Female macaque and her baby on the shrubby Simpoh air (Dillennia suffriticosa) plant (above). The caregiver mother and her newborn baby (below). Photos by Bilgenur Baloglu

– You are talking about long-tailed macaques, right?

Yes, they are the common monkeys here in Singapore. There is also a locally endangered leaf monkey here, but there are only 40-60 of them and they are quite shy. But the long-tailed macaques are used to humans, we call that habituated. You can see one coming down the railing right here. They are quite nice monkeys, I mean you hear complaints about them.

– They are not harmful, as people claim. Are they?

I think the complaints have a lot to do with perceptions, it is a lot of people not necessarily understanding what monkey behavior looks like. Often times, if a monkey just walks past somebody, they consider that aggressive. Especially the very habituated ones will come up and snatch bags, because they know that is food in there. But very infrequently does it result to an actual harm to anybody. It is very infrequent that somebody actually get scratched or bitten. I believe National Parks would see somewhere between 1000 or 2000 complaints per year. So, considering the population here is 5 million people plus tourists plus 2000 monkeys, this is actually an extremely low complaint rate, given that the monkeys are in and around people all the time. If you filter out those complaints, most of them just tend to be just sightings of monkeys. Very few of them, maybe 1/4 of them, are more serious complaints, such as monkey chasing after or grabbing something from people.

– In Southeast Asia, there are many people working on monkeys, but different species, right? Since you have been to many conferences around, can you give us more detail on this?

Throughout Southeast Asia, yes. Actually long-tailed macaques tend to get neglected, because primatologists like to work on super endangered species. This kind of really common, urban monkeys, long-tailed or rhesus macaques are often overlooked. But they are the ones that have the heaviest interface with humans. They are the ones that we rely on for the biomedical research models.
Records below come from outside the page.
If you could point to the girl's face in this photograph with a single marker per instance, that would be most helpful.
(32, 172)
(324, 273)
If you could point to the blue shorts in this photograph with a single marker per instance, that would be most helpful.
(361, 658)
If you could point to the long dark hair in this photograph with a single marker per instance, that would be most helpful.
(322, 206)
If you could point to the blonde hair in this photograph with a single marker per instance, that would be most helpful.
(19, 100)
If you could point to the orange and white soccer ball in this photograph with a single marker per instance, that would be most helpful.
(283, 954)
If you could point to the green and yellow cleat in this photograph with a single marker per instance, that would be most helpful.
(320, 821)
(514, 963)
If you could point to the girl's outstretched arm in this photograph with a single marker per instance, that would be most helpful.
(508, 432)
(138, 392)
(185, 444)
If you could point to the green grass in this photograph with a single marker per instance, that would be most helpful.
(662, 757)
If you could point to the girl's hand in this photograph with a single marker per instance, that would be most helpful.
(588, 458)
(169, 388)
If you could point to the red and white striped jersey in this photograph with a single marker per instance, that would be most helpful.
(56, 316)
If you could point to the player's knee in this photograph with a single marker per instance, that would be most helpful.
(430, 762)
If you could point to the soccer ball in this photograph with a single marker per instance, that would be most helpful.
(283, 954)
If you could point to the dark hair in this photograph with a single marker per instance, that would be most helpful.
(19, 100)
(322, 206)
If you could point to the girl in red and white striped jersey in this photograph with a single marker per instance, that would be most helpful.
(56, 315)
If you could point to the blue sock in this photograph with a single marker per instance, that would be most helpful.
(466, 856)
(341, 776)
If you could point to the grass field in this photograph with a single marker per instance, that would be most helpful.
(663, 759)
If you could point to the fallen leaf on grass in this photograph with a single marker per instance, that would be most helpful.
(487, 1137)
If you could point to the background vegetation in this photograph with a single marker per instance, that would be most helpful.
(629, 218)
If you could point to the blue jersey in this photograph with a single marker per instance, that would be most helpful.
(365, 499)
So it is actually important species to study to understand their ecology and evolutionarily background since we rely on them heavily for many reasons. If you are studying disease spread and interactions, they are the ones most commonly interacting with people, along with other species. People transmitting a disease to a macaque is not out of the realm of possibility as we are actually more of a disease risk to them than they are to us. Those diseases can then be further transmitted to other, perhaps endangered species. The more contact we have with the long-tailed macaques, the more cognizant we need to be about how we behave because these interactions spread beyond us.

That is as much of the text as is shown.